Pihak terdakwa mengaku sangat dirugikan jika pengembalian uang suap tidak dianggap sebagai hal meringankan.
Untuk itu, mereka memohon agar majelis hakim bisa mempertimbangkan pengembalian uang negara ini sebagai salah satu hal yang meringankan perbuatan terdakwa.
“Kami memohon majelis hakim agar pada saatnya nanti dapat mempertimbangkan pengembalian uang hasil dugaan tipikor yang dilakukan terdakwa Muhammad Arif Nuryanta sebagai bagian hal yang dapat meringankan terdakwa dalam putusan nanti,” lanjut Philipus.
Dalam amar dupliknya, Arif Nuryanta meminta agar ia dijatuhkan hukuman sesuai dakwaan alternatif ketiga, yaitu Pasal 5 Ayat (2), yang juga dulu dituntutkan kepada Rudi Suparmono.
“Memohon agar majelis hakim menyatakan terdakwa telah terbukti secara sah dan meyakinkan bersalah melakukan tindak pidana korupsi sebagaimana yang diatur dan diancam pidana dalam Pasal 5 Ayat (2) UU Nomor 31 tahun 1999 tentang Pemberantasan tindak pidana korupsi,” kata Philipus.
Atau, jika hakim berpendapat lain, Arif Nuryanta meminta agar ia bisa dihukum dengan hukuman yang seringan-ringannya dan seadil-adilnya.
Protes serupa juga disampaikan oleh kubu Djuyamto.
Ia menilai, tuntutan 12 tahun merupakan hal yang tidak adil.

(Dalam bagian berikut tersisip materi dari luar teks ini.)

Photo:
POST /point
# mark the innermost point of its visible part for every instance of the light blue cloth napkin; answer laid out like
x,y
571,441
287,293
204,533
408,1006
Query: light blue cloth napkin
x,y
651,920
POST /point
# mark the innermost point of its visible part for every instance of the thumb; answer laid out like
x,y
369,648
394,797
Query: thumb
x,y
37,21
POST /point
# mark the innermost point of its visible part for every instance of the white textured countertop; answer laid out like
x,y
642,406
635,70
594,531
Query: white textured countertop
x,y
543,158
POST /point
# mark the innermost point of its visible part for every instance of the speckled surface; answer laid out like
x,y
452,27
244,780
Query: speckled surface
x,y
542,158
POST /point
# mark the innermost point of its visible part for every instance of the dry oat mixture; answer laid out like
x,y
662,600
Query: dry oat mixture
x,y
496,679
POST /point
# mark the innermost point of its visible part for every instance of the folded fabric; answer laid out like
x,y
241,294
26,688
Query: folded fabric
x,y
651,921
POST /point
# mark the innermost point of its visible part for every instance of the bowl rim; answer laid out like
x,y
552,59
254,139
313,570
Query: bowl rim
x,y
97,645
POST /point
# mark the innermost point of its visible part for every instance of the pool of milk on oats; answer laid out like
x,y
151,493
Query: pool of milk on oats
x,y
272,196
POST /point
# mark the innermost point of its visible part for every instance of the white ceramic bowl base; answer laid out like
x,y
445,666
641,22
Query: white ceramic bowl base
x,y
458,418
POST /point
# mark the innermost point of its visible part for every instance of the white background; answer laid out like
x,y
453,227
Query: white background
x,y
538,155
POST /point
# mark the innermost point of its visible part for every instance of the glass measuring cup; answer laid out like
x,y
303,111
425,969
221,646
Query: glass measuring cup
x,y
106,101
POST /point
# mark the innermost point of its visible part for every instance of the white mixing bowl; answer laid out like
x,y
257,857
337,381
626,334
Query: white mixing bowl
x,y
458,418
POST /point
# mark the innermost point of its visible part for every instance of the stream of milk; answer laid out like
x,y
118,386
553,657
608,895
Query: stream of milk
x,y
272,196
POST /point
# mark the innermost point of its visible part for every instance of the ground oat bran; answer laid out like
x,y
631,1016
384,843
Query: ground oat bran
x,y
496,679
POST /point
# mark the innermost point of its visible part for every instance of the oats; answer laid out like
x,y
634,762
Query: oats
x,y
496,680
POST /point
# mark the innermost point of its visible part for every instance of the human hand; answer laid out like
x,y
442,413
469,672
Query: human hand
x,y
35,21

Kubu Djuyamto menilai, jaksa tidak punya hati nurani karena menuntut maksimal para terdakwa.
“Bahwa JPU telah menuntut terdakwa Djuyamto terbukti melanggar Pasal 5 Ayat (2) jo Pasal 18 jo Pasal 55 UU Tipikor dengan pidana penjara selama 12 tahun dengan denda uang pengganti sebesar Rp 9,5 miliar subsider 5 tahun penjara dan denda Rp 500 juta subsider 6 bulan adalah tuntutan yang tidak memiliki hati nurani dan jauh dari rasa keadilan,” ujar pengacara terdakwa Djuyamto saat membacakan duplik dalam sidang di Pengadilan Tipikor pada Pengadilan Negeri Jakarta Pusat, Rabu (19/11/2025).

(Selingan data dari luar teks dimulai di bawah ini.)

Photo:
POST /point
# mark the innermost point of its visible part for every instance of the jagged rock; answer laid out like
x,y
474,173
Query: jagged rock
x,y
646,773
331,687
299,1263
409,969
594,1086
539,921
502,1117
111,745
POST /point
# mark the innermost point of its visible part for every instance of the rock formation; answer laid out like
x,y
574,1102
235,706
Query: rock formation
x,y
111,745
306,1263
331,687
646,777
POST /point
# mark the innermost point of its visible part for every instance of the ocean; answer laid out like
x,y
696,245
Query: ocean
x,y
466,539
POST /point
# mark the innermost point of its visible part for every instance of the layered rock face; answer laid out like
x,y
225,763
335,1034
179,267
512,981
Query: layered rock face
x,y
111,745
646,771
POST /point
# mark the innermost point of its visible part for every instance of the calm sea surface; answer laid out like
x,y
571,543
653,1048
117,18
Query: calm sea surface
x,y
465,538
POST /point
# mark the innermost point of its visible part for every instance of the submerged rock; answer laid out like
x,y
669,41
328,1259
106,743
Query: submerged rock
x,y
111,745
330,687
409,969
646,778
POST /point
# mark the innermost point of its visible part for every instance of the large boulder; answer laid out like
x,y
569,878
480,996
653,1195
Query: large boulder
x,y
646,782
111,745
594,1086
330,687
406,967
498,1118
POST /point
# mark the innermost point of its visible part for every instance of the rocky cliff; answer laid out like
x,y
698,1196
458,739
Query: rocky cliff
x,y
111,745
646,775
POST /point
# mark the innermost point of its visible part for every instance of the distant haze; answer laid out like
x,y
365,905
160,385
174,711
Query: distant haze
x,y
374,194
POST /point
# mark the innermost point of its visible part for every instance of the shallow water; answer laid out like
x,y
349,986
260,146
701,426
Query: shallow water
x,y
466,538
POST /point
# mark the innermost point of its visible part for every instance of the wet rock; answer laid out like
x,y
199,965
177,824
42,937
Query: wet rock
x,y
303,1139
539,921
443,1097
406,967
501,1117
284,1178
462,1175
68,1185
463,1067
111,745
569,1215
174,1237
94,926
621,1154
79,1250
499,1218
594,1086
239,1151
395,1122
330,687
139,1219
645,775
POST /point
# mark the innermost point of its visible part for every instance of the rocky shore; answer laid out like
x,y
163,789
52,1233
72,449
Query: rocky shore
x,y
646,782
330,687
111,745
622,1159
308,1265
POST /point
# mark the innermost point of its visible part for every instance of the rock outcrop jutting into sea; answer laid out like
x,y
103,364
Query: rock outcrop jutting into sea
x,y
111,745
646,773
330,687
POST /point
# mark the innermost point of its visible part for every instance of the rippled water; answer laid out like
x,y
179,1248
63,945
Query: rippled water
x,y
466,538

Pengacara menyebutkan, jaksa tidak punya hati nurani karena tidak mempertimbangkan sikap kooperatif Djuyamto selama penyidikan.
Djuyamto mengklaim, dirinya telah mengajak dua terdakwa hakim lainnya, Ali Muhtarom dan Agam Syarif Baharudin untuk membuka soal jumlah uang suap yang diterimanya.
“Sikap kooperatif terdakwa selama proses penyidikan yang ikut mendorong terdakwa yang lain khususnya saksi mahkota Ali Muhtarom dan Agam Syarif Baharudin untuk membuka kotak Pandora yang masih menjadi misteri khususnya terhadap jumlah uang yang nyata-nyata telah diterima oleh terdakwa dan rekan sesama majelis hakim perkara minyak goreng,” lanjut pengacara.
Lebih lanjut, Djuyamto mengklaim sudah mengembalikan seluruh uang suap yang diterimanya, yaitu sekitar Rp8,05 miliar.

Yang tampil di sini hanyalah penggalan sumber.